In their arthouse feature oeuvre, from feature directing projects such as Cyrus to productions such as last summer’s quirky The One I Love, Jay and Mark Duplass have shown a knack for capturing the eccentricities and foibles of romance.

“I received a compliment from a fan after they saw our film The Puffy Chair and they said, ‘It felt like you put a microphone in our apartment and recorded that fight scene.'” Mark Duplass said during the TCA panel for Togetherness, the new HBO series the brothers created

Premiering Jan. 11, Togetherness marks the Duplass Brothers TV series debut. The show follows Brett and Michelle (Mark Duplass and Melanie Lynskey) who are weathering ennui in their marriage and sex life. Their domestic lives are shaken up when Brett’s friend Alex (Steve Zissis) and Michelle’s sister Tina (Amanda Peet) move in under the same roof.

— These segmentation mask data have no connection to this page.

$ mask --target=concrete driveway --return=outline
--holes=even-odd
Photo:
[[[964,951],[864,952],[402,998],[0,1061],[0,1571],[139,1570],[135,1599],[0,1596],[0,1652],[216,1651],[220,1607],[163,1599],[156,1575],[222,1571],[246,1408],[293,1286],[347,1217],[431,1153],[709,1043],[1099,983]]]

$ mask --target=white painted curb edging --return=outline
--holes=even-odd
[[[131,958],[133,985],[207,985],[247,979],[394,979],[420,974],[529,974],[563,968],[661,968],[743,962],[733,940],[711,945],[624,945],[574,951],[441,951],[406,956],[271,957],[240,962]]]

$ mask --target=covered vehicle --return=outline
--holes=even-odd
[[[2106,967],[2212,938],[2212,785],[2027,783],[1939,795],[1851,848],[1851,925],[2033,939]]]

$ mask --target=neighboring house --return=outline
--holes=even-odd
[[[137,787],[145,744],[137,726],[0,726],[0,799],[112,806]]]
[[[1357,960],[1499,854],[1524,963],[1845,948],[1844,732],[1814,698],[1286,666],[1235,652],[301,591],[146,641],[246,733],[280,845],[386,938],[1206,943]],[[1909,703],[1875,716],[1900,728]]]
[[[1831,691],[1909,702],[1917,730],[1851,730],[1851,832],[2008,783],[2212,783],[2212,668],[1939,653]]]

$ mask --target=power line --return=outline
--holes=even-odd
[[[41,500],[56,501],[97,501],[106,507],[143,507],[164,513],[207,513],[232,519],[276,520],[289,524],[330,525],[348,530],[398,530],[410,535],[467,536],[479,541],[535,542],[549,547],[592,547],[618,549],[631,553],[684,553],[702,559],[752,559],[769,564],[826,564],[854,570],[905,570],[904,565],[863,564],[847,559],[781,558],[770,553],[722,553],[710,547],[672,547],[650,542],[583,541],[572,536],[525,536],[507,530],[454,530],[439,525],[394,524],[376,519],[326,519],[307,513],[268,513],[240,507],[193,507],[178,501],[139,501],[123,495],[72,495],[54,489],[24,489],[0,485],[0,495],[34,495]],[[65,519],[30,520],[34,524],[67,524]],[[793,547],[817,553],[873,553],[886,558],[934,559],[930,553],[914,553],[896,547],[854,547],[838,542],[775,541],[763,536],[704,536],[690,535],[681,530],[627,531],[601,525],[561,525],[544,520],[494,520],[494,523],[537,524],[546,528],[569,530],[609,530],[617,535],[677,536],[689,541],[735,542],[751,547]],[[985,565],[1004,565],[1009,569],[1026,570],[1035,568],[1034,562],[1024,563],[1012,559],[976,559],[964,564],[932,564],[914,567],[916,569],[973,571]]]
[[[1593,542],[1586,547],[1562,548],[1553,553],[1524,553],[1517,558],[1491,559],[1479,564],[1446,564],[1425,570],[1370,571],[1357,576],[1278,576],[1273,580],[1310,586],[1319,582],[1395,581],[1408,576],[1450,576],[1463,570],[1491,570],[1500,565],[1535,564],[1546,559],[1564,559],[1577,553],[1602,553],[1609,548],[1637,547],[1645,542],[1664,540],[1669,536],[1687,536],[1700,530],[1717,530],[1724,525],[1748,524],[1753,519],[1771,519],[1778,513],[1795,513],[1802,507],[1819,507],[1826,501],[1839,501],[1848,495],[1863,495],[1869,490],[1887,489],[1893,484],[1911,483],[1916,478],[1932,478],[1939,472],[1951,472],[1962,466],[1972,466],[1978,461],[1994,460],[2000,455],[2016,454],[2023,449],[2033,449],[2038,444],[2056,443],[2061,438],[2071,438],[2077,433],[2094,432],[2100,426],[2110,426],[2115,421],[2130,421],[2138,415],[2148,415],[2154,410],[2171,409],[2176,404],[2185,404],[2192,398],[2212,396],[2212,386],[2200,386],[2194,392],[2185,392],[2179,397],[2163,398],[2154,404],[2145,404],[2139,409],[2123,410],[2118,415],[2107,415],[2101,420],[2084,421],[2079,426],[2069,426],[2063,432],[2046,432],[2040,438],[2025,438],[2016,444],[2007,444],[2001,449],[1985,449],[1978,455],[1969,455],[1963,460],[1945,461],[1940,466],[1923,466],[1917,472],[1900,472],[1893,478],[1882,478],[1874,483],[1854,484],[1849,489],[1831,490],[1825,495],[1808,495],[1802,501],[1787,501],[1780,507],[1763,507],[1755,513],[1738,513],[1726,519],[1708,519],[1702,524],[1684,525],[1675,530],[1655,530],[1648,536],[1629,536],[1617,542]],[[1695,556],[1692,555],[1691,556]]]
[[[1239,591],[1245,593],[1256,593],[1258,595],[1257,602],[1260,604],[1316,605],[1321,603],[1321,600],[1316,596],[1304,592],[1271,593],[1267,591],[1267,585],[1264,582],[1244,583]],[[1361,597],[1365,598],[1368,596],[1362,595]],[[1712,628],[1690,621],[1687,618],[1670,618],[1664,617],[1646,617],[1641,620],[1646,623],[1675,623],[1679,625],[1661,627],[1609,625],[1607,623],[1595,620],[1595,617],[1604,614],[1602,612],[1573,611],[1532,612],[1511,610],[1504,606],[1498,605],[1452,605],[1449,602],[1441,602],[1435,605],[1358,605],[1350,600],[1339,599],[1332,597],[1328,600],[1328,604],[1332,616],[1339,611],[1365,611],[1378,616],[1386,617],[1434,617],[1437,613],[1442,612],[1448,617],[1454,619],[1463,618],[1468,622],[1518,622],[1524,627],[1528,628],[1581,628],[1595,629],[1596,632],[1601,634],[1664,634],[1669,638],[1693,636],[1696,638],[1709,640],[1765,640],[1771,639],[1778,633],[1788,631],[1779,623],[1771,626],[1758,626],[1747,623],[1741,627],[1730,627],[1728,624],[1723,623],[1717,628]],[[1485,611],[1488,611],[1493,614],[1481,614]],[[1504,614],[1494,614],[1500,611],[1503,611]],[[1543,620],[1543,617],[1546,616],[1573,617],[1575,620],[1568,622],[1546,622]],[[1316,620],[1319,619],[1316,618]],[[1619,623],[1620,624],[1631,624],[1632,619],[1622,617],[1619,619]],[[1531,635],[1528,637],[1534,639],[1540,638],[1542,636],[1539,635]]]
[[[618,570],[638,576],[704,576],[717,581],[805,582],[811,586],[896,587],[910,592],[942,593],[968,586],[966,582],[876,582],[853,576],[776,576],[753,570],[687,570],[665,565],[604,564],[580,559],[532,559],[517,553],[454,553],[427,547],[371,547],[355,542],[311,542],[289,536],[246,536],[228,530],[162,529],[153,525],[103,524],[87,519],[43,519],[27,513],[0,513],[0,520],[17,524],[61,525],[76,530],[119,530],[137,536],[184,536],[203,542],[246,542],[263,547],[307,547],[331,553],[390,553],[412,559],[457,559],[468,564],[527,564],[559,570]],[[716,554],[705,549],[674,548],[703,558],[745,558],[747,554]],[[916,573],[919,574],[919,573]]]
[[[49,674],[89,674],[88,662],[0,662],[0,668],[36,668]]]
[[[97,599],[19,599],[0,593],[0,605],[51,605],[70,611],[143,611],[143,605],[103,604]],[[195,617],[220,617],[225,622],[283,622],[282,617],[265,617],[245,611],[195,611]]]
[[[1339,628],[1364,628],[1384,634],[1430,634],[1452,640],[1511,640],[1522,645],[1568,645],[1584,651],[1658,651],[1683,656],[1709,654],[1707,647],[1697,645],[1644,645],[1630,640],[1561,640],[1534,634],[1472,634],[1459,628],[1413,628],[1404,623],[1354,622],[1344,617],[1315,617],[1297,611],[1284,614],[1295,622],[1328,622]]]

For Jay Duplass, the series’ backdrop in the older, increasingly hipster Northeast Los Angeles neighborhood of Eagle Rock symbolizes the mid-life hijinks at the heart of the show.

“Eagle Rock is on the fringe of Los Angeles,” Jay Duplass said. “It’s often said that it’s a place where hipsters go to die or go to have children. It’s like a weigh station and our characters have one foot in Los Angeles and one foot out. They’re not sure if they fit in, not sure what they’re doing. It was important to set the show in that particular neighborhood.”

Added Mark Duplass, “The location is representative of how we see the world. How we strive to be closer to our family, kids and friends. But as soon as we get that, we want to eject and be on a trip by ourselves. It’s sad and funny. When we started cooking up the show, that’s the core of what we wanted to make.”

Elaborating on their process, Mark Duplass said the duo bring complete scripts to the actors, but leave them opportunities to improvise at the table read or during filming: “Improvisation is used as a means to get intimacy between the characters.”

Peet, commenting on the creative license, praised the brothers.

“As actors we’re fighting to keep their writing,” Peet said. “It’s an unusual position to be in as an actor. It’s a delight and makes you feel trusted, but it’s scary and exhilarating.”

The actress then added, “But we do have complete scripts.”

Snapped Mark Duplass, “Stop defending our scripts!”